Tez is Apache's latest open source computing framework that supports Directed Acyclic Graph (DAG) jobs. It can convert multiple dependent jobs into one job, greatly improving the performance of DAG jobs. If projects like Hive use Tez instead of MapReduce as the backbone of data processing, response time will be significantly reduced. Tez is built on YARN and can run MapReduce jobs without any modification.

MRS uses Tez as the default execution engine of Hive. Tez remarkably surpasses the original MapReduce computing engine in terms of execution efficiency.

For details about Tez, see https://tez.apache.org/.

Relationship Between Tez and MapReduce

Tez uses a DAG to organize MapReduce tasks. In the DAG, a node is an RDD, and an edge indicates an operation on the RDD. The core idea is to further split Map tasks and Reduce tasks. A Map task is split into the Input-Processor-Sort-Merge-Output tasks, and the Reduce task is split into the Input-Shuffle-Sort-Merge-Process-output tasks. Tez flexibly regroups several small tasks to form a large DAG job.

Figure 1 Processes for submitting tasks using Hive on MapReduce and Hive on Tez

A Hive on MapReduce task contains multiple MapReduce tasks. Each task stores intermediate results to HDFS. The reducer in the previous step provides data for the mapper in the next step. A Hive on Tez task can complete the same processing process in only one task, and HDFS does not need to be accessed between tasks.

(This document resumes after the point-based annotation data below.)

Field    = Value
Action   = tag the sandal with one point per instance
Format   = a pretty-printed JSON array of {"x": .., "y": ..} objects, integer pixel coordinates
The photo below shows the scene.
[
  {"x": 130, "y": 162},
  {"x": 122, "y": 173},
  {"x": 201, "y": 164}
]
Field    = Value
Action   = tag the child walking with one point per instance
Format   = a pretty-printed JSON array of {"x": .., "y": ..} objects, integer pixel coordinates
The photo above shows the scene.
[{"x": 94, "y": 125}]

Relationship Between Tez and Yarn

Tez is a computing framework running on Yarn. The runtime environment consists of ResourceManager and ApplicationMaster of Yarn. ResourceManager is a brand new resource manager system, and ApplicationMaster is responsible for cutting MapReduce job data, assigning tasks, applying for resources, scheduling tasks, and tolerating faults. In addition, TezUI depends on TimelineServer provided by Yarn to display the running process of Tez tasks.